If I were to estimate the first equation by OLS, $\delta$ would be the average effect of $T$ not accounting for $Y_2$. But that's not really what I'm after -- I want the average effect of $T$ on $Y_1$, accounting for both channels through which $T$ works.
Estimating the second equation via OLS is valid (right?)
Would it be valid to plug in fitted values of $\hat Y_2$ into the first equation? Probably not, because the standard errors wouldn't account for uncertainty in the second equation... One could sort of justify it algebraically, but I wouldn't know how to interpret the fitted model.
This question falls under the heading of "bad controls" -- but perhaps one aspect of it that makes it a bit more difficult than typical "bad control" problems is that I really think that the interaction there is important, and because $Y_2$ isn't determined entirely by $T$.

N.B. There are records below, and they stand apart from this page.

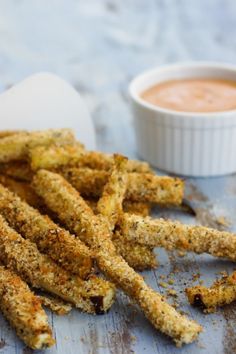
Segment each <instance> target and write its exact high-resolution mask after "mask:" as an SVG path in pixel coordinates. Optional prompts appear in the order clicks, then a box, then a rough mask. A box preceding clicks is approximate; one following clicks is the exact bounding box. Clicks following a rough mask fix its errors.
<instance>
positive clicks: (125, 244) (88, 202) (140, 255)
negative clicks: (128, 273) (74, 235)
mask: <svg viewBox="0 0 236 354" xmlns="http://www.w3.org/2000/svg"><path fill="white" fill-rule="evenodd" d="M86 203H87V204H88V205H89V207H90V208H91V209H92V210H93V212H94V214H97V201H96V200H91V199H90V200H86ZM125 204H128V208H129V205H130V210H133V211H134V210H135V212H138V213H140V212H141V207H142V205H143V204H144V209H145V207H146V209H147V208H149V206H148V205H147V204H145V203H133V202H132V203H131V202H127V203H125ZM112 242H113V243H114V245H115V247H116V251H117V253H119V254H120V255H121V256H122V257H123V258H124V259H125V260H126V262H127V263H128V264H129V266H130V267H132V268H134V269H135V270H139V271H142V270H145V269H152V268H156V266H157V260H156V255H155V254H154V252H153V250H152V248H150V247H148V246H145V245H140V244H139V243H135V242H130V241H127V240H126V239H125V238H124V237H123V235H121V234H120V233H119V232H118V231H116V232H115V233H114V234H113V236H112Z"/></svg>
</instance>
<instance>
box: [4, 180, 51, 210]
mask: <svg viewBox="0 0 236 354" xmlns="http://www.w3.org/2000/svg"><path fill="white" fill-rule="evenodd" d="M0 183H1V184H2V185H3V186H4V187H7V188H8V189H10V191H12V192H14V193H15V194H17V195H18V196H19V197H20V198H21V199H22V200H24V201H26V202H27V203H28V204H29V205H31V206H33V207H35V208H37V209H40V210H41V208H44V206H45V204H44V202H43V200H42V198H40V197H39V196H38V195H37V194H36V193H35V191H34V190H33V188H32V187H31V185H30V184H29V183H28V182H22V181H17V180H15V179H14V178H11V177H8V176H5V175H0Z"/></svg>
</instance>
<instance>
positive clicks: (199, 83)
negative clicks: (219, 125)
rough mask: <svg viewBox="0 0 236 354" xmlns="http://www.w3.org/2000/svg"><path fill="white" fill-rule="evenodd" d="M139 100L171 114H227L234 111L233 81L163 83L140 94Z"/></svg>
mask: <svg viewBox="0 0 236 354" xmlns="http://www.w3.org/2000/svg"><path fill="white" fill-rule="evenodd" d="M141 98H142V99H144V100H145V101H147V102H148V103H151V104H153V105H156V106H159V107H162V108H167V109H171V110H174V111H181V112H202V113H204V112H205V113H207V112H222V111H231V110H234V109H236V81H231V80H221V79H211V78H209V79H208V78H204V79H201V78H200V79H182V80H171V81H164V82H161V83H159V84H157V85H155V86H153V87H151V88H149V89H147V90H146V91H144V92H143V93H142V94H141Z"/></svg>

How would I approach this problem? Is this something that can be solved by some well-known technique? If so, which one?
Thanks in advance for any advice!
EDIT: Thinking about it more, I'd get a causal estimate of the effect of $T$ alone by running $Y_{1,it} = \alpha_i + \delta T_{it} + \epsilon_{it}\\$. But I also want an estimate of $\gamma$ and particularly $\beta$. Given that the $\delta$ from the second equation is nonzero, is there some problem with estimating the first equation by OLS? Do the parameters have causal interpretation? If not, how do I get to causal interpretation?